Code-to-Text Datasets

This directory contains the data and resources for the code-to-text experiments of Richardson and Kuhn ACL 2017, and EMNLP 2017 (see citations below).

What's included

UPDATED 26.3.2018 : under /other_data you will find polyglot_data, which was used for a forthcoming NAACL paper (see references below).

All of the current ACL data is included in data/. The EMNLP data is included in other_data/py27.

The data consists of textual descriptions of source code representations (mostly function signatures) across several natural and programming languages. The experiments in the paper above look at learning to translate these text descriptions to code descriptions, or more simply text -> code.

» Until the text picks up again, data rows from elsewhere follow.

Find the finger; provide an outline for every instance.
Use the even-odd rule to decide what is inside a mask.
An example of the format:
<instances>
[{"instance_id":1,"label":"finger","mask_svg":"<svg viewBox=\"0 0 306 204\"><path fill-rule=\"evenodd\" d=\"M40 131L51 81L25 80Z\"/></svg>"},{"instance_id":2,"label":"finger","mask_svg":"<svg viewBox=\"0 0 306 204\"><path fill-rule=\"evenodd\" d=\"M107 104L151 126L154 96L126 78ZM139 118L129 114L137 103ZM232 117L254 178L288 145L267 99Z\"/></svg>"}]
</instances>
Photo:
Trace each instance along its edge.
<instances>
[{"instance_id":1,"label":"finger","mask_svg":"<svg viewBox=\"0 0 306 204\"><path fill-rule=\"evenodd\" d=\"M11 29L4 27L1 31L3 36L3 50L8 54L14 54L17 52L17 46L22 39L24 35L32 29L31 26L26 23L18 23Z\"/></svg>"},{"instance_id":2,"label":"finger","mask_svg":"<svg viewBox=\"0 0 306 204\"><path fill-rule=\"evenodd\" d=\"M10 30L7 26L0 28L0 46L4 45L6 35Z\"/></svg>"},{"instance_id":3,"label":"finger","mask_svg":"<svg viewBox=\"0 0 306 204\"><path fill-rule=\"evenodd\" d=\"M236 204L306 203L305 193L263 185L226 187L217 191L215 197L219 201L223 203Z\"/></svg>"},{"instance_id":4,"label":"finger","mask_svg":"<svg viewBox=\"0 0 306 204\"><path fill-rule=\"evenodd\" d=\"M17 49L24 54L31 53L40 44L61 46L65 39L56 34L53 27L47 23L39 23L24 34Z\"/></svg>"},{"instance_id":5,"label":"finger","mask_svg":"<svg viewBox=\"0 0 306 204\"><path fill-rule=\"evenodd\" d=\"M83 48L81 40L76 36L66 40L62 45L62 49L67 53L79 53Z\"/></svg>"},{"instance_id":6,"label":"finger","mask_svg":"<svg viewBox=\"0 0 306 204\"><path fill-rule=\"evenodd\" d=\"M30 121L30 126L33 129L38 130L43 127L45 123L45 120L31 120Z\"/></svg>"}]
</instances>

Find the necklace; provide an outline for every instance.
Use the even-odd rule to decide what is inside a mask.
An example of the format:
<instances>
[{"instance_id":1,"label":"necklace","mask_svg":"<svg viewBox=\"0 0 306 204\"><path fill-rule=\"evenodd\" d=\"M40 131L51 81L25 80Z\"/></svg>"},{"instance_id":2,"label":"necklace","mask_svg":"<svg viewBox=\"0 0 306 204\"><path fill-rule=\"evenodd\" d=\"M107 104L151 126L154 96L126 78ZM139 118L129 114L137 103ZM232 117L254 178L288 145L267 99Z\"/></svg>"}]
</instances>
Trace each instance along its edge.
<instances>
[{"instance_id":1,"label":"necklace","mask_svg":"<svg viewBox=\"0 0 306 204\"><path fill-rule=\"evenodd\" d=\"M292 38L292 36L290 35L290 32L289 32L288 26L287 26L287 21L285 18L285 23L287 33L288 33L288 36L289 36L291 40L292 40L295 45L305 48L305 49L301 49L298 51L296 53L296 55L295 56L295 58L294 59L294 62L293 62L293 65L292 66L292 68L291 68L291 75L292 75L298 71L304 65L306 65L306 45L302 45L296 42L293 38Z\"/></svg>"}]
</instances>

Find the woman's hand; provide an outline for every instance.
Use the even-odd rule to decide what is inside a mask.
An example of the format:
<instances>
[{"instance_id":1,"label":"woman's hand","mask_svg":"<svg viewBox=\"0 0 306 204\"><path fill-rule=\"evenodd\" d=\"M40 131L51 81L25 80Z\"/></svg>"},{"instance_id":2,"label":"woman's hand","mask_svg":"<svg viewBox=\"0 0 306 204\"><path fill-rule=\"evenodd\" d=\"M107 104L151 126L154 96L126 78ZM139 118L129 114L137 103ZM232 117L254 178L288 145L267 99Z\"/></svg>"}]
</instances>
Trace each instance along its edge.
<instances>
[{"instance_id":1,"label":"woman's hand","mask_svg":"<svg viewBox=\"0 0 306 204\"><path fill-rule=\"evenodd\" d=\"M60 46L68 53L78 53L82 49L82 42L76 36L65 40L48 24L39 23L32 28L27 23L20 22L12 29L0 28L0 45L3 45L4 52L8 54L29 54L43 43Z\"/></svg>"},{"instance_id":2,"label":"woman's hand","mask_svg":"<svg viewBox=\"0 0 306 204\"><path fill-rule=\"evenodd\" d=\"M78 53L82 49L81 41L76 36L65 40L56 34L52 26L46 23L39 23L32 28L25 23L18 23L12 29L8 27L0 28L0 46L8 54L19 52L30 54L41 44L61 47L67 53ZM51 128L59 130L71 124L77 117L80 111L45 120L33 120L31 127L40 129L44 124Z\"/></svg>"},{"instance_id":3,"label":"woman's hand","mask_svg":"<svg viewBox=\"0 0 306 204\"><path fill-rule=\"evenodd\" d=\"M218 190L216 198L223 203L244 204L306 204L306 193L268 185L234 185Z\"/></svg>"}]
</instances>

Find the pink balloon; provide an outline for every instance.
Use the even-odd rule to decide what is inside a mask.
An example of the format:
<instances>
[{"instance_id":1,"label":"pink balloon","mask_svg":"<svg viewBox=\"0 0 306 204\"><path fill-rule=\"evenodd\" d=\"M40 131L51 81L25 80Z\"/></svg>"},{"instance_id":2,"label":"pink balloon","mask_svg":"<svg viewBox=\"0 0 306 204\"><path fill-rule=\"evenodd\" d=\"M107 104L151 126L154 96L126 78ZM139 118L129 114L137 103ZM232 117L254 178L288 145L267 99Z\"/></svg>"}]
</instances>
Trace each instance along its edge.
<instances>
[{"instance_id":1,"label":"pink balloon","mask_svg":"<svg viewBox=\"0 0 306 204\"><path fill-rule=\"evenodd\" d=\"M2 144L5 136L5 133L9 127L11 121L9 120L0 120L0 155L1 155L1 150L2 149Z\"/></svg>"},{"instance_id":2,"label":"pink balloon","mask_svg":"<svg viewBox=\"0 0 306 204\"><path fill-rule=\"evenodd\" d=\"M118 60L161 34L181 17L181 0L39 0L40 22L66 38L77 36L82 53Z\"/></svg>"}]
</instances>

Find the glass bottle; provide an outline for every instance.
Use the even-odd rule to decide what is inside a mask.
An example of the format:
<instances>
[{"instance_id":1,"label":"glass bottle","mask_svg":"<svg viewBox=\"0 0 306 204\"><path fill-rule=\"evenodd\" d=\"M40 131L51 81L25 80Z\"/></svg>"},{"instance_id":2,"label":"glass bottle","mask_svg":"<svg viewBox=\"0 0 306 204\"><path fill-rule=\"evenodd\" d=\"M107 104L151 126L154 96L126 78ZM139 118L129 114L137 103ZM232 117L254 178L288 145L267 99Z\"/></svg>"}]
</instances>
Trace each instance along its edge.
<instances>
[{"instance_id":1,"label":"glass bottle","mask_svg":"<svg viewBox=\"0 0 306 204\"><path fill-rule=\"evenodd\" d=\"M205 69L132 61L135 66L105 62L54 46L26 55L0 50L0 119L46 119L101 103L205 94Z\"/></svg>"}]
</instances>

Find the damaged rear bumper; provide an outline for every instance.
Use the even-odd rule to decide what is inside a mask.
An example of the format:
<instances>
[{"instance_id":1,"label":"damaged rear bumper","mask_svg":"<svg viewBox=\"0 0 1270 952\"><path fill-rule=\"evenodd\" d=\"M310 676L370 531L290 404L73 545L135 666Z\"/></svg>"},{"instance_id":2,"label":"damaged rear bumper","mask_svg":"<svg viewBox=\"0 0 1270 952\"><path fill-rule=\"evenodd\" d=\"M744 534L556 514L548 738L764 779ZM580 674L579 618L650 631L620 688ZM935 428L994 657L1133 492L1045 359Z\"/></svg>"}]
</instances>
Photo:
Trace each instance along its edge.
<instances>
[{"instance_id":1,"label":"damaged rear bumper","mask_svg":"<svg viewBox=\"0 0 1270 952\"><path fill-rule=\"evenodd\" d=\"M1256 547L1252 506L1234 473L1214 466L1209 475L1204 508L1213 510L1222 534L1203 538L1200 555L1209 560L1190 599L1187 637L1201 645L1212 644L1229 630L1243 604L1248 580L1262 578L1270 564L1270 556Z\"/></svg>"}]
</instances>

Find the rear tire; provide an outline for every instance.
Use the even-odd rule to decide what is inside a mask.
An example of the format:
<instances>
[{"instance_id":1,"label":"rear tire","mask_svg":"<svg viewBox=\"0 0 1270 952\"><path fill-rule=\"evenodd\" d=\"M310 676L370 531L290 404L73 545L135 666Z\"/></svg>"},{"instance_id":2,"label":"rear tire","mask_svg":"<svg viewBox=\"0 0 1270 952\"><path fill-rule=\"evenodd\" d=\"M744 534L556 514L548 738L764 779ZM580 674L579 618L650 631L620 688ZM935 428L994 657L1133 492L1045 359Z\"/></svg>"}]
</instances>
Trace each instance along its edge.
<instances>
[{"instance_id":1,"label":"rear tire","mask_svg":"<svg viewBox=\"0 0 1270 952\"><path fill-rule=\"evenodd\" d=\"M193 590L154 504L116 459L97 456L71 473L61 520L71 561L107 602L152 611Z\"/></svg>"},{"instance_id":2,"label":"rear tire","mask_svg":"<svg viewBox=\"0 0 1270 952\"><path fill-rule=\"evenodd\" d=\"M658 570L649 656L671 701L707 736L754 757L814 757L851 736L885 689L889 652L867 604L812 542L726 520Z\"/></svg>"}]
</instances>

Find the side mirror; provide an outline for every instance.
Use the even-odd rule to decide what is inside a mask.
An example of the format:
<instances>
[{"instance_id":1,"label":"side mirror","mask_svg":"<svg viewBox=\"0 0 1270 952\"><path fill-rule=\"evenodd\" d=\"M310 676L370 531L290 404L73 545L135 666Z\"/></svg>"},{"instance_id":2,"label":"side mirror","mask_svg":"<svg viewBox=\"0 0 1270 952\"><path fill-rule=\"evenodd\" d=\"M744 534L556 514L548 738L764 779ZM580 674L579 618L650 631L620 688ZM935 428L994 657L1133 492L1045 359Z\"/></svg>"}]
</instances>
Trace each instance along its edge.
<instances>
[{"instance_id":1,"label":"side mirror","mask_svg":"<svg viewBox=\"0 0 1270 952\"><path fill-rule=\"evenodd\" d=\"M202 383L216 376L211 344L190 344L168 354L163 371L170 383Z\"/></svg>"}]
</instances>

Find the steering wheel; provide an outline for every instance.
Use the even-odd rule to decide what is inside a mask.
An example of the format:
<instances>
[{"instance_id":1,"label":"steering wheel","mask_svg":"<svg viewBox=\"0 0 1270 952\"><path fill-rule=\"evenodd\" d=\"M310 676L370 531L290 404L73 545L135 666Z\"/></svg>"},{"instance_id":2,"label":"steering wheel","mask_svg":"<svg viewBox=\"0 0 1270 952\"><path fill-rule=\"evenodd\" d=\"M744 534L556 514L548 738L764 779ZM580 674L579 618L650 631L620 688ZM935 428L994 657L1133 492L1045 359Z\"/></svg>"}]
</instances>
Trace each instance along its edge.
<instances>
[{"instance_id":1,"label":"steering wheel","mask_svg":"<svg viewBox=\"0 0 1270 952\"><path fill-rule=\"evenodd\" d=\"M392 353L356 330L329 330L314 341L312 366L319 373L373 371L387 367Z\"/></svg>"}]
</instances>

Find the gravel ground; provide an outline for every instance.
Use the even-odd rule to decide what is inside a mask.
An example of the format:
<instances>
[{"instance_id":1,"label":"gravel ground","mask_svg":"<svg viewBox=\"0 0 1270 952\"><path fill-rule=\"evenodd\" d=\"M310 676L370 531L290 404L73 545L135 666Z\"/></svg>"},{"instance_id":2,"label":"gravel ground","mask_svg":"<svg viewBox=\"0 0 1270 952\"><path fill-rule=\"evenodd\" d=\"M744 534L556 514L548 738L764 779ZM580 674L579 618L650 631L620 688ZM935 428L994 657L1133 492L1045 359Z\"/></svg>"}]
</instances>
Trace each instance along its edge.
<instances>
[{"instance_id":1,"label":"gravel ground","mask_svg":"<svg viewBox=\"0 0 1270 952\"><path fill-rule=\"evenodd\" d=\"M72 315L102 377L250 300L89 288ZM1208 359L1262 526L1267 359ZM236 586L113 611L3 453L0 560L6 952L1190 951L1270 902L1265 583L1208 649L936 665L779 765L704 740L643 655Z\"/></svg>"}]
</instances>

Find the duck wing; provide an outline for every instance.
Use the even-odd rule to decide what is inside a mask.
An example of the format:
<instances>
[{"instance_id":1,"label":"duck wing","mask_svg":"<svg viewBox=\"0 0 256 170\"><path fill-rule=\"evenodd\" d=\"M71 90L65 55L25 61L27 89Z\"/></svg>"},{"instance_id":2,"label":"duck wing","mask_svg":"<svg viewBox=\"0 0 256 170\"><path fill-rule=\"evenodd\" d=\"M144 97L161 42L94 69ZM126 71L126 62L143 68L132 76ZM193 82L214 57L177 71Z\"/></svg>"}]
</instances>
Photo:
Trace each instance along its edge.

In each case, you will find the following files for each project with name name:

Filename	Description
name.{e,f}	Training splits with extra data and pseudolex.
name_bow.{e,f}	Training splits without extra data
name_pseudo.{e,f}	Training splits with pseudo lexicon
name_valid.{e,f}	Validation split
name_test.{e,f}	Test split
rank_list.txt	Output representations tokenized
rank_list_orig.txt	Original Output representations, without preprocessing (camel case, hyphens, uppcase, etc.. preserved)
rank_list_class.txt	Abstract class sequences for output
rank_list_tree.txt	Syntax information about reps
descriptions.txt	Output symbols with associated words
extra_pairs.txt	The extra data used above, taken from API
pseudolex.txt	Output symbols mapped to themselves.
grammar.txt	A set of grammar rules for hiero decoding
hiero_rules.txt	Hierarchical phrase rules extracted from training
phrase_table.txt	Phrase rules extracted from training

Warning: The data is relatively noisy. These particular files are directly from our model, other users of the data might decide to make different decision about how the code is representated. If you need more information, please write the email address below.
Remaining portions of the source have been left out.